Universal Studios was turning out disaster movies at a rapid pace in 1975 when they released one of the more offbeat genre entrees, THE HINDENBURG.

Director Robert Wise (The Andromeda Strain, The Day the Earth Stood Still) takes a more serious tone with the film, merging historical fact with plenty of fiction as he spins one version of why the Nazi's most luxurious propaganda tool exploded in Lakehurst, New Jersey.

George C. Scott is very good as a German Colonel with a distaste for the fuhrer and the SS, but assigned to protect the airship on its maiden voyage to the USA. Scott takes the movie on his back and carries it effortlessly, he is that good.

Luckily, the story lines up an Agatha Christie style gallery of characters that all emerge as suspects with motives to destroy the ship.

Is it Anne Bancroft's Countess? Burgess Meredith's professional gambler, Crewman William Atherton, with plenty of attitude an a girlfriend with suspect political ties?

Since Wise knows that YOU know how the film ends, he weaves a clever little mystery that will keep you guessing. There are also enough action sequences to keep you engaged along the trip, including a great scene as Boerth (Atherton) climbs out on the huge fin of the airship to repair a tear.

The final 15 minutes intercut actual footage of the disaster with a black and white recreation of our main characters as the ship explodes.

The special effects throughout are very good and still hold up well.
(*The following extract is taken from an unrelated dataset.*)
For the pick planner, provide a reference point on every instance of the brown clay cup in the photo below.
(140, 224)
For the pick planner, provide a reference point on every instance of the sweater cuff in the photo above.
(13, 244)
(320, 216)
The final moments, as the true-life, original audio of a radio reporter on scene describes the event still packs a punch.

Solid entertainment with some badly dated moments (especially anytime a badly overacting Robert Clary is on-screen, literally bringing too much "Hogans Heroes" to the movie), The Hindenburg floats nicely to a B and remains a guilty pleasure from the seventies disaster movie era.